3. Effect of Group Size

- I used **G = 4** samples per prompt in the GRPO step.
- Larger G generally:
  - Gives a more accurate estimate of which completions are “above average” within a group.
  - Stabilizes the advantage normalization (mean/std of rewards per prompt).
- But larger G also:
  - Increases compute cost per step.
  - Requires more GPU memory and time.

If G is too small (e.g., G = 2), the variance of the advantages becomes higher and training may become noisier and less stable. In this experiment, G = 4 was sufficient to obtain a strong improvement from 0.150 to 0.800 average reward.

---

4. KL Regularization

- The KL penalty with the frozen reference model:
  - Prevents the policy from drifting too far from the original language model.
  - Encourages the updated policy to remain “close” to the reference while still improving on the analogy reward.
- Without KL, the model might:
  - Collapse to strange completions that happen to satisfy the reward occasionally.
  - Overfit to high-reward patterns and lose general language quality.

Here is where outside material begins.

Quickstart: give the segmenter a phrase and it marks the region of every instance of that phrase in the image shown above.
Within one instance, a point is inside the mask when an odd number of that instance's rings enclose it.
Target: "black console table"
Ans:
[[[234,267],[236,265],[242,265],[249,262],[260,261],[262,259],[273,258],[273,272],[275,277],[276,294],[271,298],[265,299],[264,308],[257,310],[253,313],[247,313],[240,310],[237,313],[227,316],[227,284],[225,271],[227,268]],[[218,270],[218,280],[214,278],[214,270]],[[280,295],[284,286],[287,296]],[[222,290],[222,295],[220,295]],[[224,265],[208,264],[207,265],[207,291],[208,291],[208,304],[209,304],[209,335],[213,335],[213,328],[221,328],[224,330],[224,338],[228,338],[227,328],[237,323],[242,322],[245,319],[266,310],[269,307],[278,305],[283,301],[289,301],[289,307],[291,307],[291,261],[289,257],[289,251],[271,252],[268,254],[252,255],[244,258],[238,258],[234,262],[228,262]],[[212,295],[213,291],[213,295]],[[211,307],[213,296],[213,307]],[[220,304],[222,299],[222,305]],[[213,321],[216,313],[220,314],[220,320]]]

In this run, the fine-tuned model still produces recognizable English words (and not pure nonsense) while becoming much better at the analogy task, suggesting that the KL regularization helped keep training stable.

---

5. Overall

- The experiment demonstrates **GRPO** on a **toy analogy-completion task** with a **binary exact-match reward**.
- The key features are:
  - A simple, auto-evaluable reward that checks whether the first generated word exactly matches one of the target words.
  - **Group-normalized advantages** within each prompt (comparing multiple sampled completions).
  - **KL regularization** to anchor the policy to a reference model and avoid extreme drift.